A VMware ESX question: Boot from SAN? By VSM News Staff published: Wednesday, November 02 2005
Expert Server Group is a VMware Authorized Consultant (VAC) with some of the most skilled and experienced System Engineers in North America in implementing Server Virtualization.
VSM had a chance to talk with them about how to decide whether to boot from SAN.
VSM: Are you hearing questions about this from customers?
ESG: We’ve been involved in a lot of conversations over the last year on whether to boot VMware ESX servers from SAN, as well as the general uses of SAN.
VSM: Do you hear this from advanced users or from people who are just beginning to get into virtualization?
ESG: From both. The answer is, it depends. As a general rule, we like to boot from the servers, with internal disks mirrored via hardware mirroring. If you have an HP server, you would be able to use the smart-array utility and take two drives in the server and mirror them for an operating system.
Size matters as far as the drive choice, but it’s relatively painless. Even with high-end servers, a 72GB pair of mirrored drives internally would be a wonderful choice.
Boot from SAN is a viable option, because it helps remove you even further from being dependent on any piece of hardware. You could have additional hardware sitting around, and if you lost a server, you could recover very quickly. In a disaster-recovery situation, you could recover rapidly if everything was SAN-enabled and SAN-managed.
The downside is the costs that are usually associated with additional traffic and additional boot from SAN. It’s about weighing out the costs vs. the benefits that you get.
VSM: You’d prefer to boot from mirrored disks?
ESG: Internal to the system, yes.
VSM: But then you said there are big advantages in booting from a SAN?
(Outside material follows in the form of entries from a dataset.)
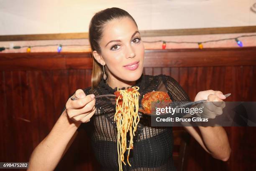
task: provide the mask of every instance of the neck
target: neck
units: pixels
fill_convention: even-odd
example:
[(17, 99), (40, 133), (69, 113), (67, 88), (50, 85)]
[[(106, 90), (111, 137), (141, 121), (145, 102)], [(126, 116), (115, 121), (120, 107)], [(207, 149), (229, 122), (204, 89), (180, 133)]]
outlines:
[(129, 82), (123, 80), (115, 77), (111, 74), (109, 74), (109, 72), (106, 82), (113, 89), (114, 89), (115, 87), (118, 87), (119, 89), (120, 89), (124, 87), (125, 88), (131, 87), (135, 84), (136, 81)]

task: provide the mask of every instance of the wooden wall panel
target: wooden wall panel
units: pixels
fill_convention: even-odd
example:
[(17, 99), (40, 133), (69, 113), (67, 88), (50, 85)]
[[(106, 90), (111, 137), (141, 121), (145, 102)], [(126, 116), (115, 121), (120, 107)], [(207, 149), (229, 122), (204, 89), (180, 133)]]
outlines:
[[(146, 50), (143, 73), (172, 76), (192, 100), (199, 91), (211, 89), (231, 93), (229, 101), (256, 101), (255, 57), (256, 47)], [(90, 86), (91, 62), (85, 53), (0, 54), (0, 134), (4, 137), (0, 141), (0, 161), (28, 161), (69, 96)], [(213, 159), (192, 139), (189, 170), (251, 170), (256, 166), (256, 129), (225, 129), (232, 149), (229, 161)], [(84, 132), (55, 170), (97, 170), (93, 156)]]

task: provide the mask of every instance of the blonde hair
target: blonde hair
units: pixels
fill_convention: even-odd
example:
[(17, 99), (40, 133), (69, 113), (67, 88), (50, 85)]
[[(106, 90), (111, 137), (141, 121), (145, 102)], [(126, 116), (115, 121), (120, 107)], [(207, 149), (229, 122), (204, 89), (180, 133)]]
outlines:
[(104, 25), (113, 20), (120, 19), (128, 17), (137, 24), (133, 17), (126, 11), (117, 7), (107, 8), (96, 13), (91, 20), (89, 25), (89, 39), (92, 53), (92, 88), (97, 86), (103, 77), (102, 66), (93, 57), (92, 52), (96, 50), (99, 54), (101, 54), (100, 42), (102, 36)]
[(99, 84), (101, 78), (103, 77), (103, 72), (102, 66), (96, 61), (93, 57), (92, 60), (92, 88), (94, 89)]

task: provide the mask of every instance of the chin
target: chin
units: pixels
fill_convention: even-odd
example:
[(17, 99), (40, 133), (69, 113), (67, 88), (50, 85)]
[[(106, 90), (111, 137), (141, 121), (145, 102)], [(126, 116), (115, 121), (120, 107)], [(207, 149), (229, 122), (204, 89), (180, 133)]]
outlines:
[(141, 69), (141, 70), (138, 69), (138, 71), (133, 72), (131, 73), (129, 73), (126, 72), (124, 75), (125, 76), (125, 77), (123, 77), (124, 80), (129, 82), (137, 81), (141, 76), (142, 72), (143, 69)]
ESG: Yes, but it does increase costs.
VSM: If cost was taken out of the equation, would you have a clear preference?
ESG: If cost was not part of the equation, and manageability was not part of the equation, putting everything on the SAN would be great. Then each physical server would only be responsible for running CPU cycles and providing memory.
VSM: What about manageability in that context?
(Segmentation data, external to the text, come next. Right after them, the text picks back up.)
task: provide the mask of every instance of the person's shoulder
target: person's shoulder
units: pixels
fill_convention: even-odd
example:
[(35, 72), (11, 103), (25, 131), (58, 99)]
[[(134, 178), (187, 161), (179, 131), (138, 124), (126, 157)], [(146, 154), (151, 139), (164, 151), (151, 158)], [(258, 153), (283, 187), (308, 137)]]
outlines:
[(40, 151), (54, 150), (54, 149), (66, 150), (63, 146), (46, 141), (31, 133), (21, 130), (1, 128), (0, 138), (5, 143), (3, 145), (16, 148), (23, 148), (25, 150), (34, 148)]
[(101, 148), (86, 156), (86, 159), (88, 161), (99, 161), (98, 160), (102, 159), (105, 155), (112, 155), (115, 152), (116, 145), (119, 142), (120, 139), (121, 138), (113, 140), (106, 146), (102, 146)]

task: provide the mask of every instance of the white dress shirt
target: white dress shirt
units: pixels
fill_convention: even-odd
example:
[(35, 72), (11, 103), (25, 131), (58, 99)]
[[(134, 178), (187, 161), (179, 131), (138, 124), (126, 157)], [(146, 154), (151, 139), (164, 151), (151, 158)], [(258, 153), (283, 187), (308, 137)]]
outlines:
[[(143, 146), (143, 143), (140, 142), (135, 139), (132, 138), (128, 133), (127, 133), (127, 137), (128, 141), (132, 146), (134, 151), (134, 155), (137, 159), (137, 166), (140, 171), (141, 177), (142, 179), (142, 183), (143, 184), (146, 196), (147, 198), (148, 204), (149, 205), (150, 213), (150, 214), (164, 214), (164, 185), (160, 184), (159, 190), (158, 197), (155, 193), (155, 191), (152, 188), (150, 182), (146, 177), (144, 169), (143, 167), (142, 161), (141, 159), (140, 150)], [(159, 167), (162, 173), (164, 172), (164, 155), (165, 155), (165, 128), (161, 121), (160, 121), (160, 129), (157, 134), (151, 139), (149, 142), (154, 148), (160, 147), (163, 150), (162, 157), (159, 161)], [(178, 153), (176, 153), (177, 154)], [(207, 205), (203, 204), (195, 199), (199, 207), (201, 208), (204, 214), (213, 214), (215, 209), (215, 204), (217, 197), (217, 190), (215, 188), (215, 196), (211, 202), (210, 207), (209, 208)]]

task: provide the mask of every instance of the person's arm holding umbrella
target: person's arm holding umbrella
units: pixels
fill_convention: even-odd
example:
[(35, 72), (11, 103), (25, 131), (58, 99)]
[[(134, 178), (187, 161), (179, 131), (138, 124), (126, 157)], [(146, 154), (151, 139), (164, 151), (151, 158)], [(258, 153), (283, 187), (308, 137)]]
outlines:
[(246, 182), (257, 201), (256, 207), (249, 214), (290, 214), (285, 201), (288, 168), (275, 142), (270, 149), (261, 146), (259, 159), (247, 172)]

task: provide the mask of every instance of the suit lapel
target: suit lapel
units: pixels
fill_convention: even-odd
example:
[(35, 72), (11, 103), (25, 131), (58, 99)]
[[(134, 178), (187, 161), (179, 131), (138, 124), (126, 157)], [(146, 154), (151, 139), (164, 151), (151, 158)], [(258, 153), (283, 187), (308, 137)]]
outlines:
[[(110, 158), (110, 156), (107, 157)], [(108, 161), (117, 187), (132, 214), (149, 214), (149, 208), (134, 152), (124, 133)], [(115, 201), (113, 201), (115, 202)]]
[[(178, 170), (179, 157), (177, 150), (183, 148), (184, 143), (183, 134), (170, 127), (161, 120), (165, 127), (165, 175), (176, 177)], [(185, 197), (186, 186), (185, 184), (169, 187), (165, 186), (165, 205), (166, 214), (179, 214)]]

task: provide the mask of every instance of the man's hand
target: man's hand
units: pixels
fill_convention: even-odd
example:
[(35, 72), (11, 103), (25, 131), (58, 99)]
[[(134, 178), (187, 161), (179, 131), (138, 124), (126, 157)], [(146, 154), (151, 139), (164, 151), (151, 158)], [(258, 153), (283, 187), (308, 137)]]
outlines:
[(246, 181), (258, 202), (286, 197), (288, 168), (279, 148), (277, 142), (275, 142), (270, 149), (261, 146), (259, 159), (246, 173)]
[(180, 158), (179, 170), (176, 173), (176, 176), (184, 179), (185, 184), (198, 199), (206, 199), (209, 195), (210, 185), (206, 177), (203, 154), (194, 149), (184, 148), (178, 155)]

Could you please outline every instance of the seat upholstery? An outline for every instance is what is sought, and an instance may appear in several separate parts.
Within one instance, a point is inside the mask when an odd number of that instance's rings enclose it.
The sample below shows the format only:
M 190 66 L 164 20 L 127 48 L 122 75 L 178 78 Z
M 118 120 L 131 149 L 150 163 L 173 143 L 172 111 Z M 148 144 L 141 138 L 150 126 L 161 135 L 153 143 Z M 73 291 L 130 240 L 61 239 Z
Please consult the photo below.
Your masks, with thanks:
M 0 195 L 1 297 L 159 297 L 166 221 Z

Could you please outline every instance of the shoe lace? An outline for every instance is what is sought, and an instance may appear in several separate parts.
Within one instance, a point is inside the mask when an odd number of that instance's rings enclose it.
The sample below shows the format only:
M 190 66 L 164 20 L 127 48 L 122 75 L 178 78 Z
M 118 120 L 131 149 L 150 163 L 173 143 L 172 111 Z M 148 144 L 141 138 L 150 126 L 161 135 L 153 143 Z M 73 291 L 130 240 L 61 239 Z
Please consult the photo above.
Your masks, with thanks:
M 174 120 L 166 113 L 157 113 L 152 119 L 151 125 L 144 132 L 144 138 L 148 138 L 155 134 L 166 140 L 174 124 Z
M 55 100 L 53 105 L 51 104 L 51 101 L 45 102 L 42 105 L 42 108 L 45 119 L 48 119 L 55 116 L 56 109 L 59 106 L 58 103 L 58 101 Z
ESG: When you install physical devices into a VMware ESX server, you have to allocate that hardware to be running from the service console - the VMware operating system that runs on the bare metal - or you have to allocate the hardware to virtual machines. Very few devices should be shared between the two, even though that option is available to you.
Fibre cards, for instance, should only be dedicated to one or the other. In a proper, redundant environment, two Fibre Channel cards with a minimum of two ports, one per card, would be the optimal solution, and that way you would have redundant paths through the SAN to your storage. That’s great, it’s an expected cost, and it’s no different from what people do today.
In the VMware model, let’s use the example of 20-1 consolidation on a 4-way server, where we took 20 physical servers and consolidated them down to one. To have 20 servers redundantly connected to fabric is a substantial cost. The Fibre Channel card cost, at $1,500 per card, would be $3,000 per server. Multiply that by 20 you’re at $60,000 for hardware, just to make the connection to the SAN fabrics.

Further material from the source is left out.